A proxy server/gateway insulates the local computer from all other computers or from specified domains by using at least two IP addresses: one to communicate with your local computer and one to communicate with a server. The proxy server/gateway examines and changes the header information on all packets it handles so that it can encode, route, and decode them properly. The difference between a proxy gateway and a proxy server is that the proxy server usually includes cache (page 1459) to store frequently used Web pages so that the next request for that page is available locally and quickly whereas a proxy gateway usually does not use cache. The terms proxy server and proxy gateway are frequently interchanged.
Proxy servers/gateways are available for such common Internet services as HTTP, HTTPS, FTP, SMTP, and SNMP. When an HTTP proxy sends queries from local machines, it presents a single organization-wide IP address (the external IP address of the proxy server/gateway) to all servers. It funnels all user requests to servers and keeps track of them. When the responses come back, it fans them out to the appropriate applications, using each machine's unique IP address, protecting local addresses from remote/specified servers. Proxy servers/gateways are generally just one part of an overall firewall strategy to prevent intruders from stealing information or damaging an internal network. Other functions, which can be combined with or be separate from the proxy server/gateway, are packet filtering, which blocks traffic based on origin and type, and user activity reporting, which helps management learn how the Internet is being used.

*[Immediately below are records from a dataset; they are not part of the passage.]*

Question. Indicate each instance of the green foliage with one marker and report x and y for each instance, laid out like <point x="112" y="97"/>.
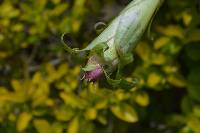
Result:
<point x="40" y="86"/>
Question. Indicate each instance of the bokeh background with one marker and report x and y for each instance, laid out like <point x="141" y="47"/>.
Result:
<point x="40" y="86"/>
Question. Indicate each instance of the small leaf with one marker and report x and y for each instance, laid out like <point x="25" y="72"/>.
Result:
<point x="73" y="126"/>
<point x="125" y="112"/>
<point x="42" y="126"/>
<point x="142" y="99"/>
<point x="153" y="79"/>
<point x="23" y="121"/>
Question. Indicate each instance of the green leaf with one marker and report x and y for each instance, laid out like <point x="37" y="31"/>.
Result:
<point x="125" y="112"/>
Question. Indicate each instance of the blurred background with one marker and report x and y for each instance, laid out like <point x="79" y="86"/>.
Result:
<point x="40" y="86"/>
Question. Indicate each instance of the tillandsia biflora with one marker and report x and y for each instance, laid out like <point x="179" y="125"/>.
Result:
<point x="112" y="49"/>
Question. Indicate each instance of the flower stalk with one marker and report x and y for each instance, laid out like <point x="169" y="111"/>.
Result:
<point x="112" y="48"/>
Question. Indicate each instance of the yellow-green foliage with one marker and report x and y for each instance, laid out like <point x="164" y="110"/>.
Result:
<point x="40" y="86"/>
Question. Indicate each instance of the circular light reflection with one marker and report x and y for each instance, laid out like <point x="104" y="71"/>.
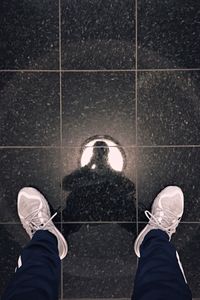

Refer to "Proxies" on page 1016 for practical information on setting up a proxy.
RPC Network Services
An RPC (remote procedure call) is a call to a procedure (page 1486) that acts transparently across a network. The procedure itself is responsible for accessing and using the network. The RPC libraries make sure that network access is transparent to the application. RPC runs on top of TCP/IP or UDP/IP.
The /etc/rpc file lists servers for RPCs.21 This file has three columns: the name of the server for the RPC program, the RPC program number, and the names of programs that use the RPC program.
When an RPC server is initialized, it picks an arbitrary port (page 1485) that it communicates over. The server then registers this port with the RPC portmapper on the same machine, using the portmap utility. The portmap utility always listens on port 111 for both TCP and UDP.
When it wishes to execute an RPC against an RPC server, a client contacts portmap on the remote machine and asks which port the RPC server (for example rpc.rstatd) is listening on. The portmapper looks in its tables and returns a UDP or TCP port number. The client then contacts the server on that port.
The client sends arguments, just as a local function call or procedure would; the RPC libraries take care of transmission; the remote procedure executes with the arguments and generates a result; the RPC libraries encode the result and return it over the network to the client.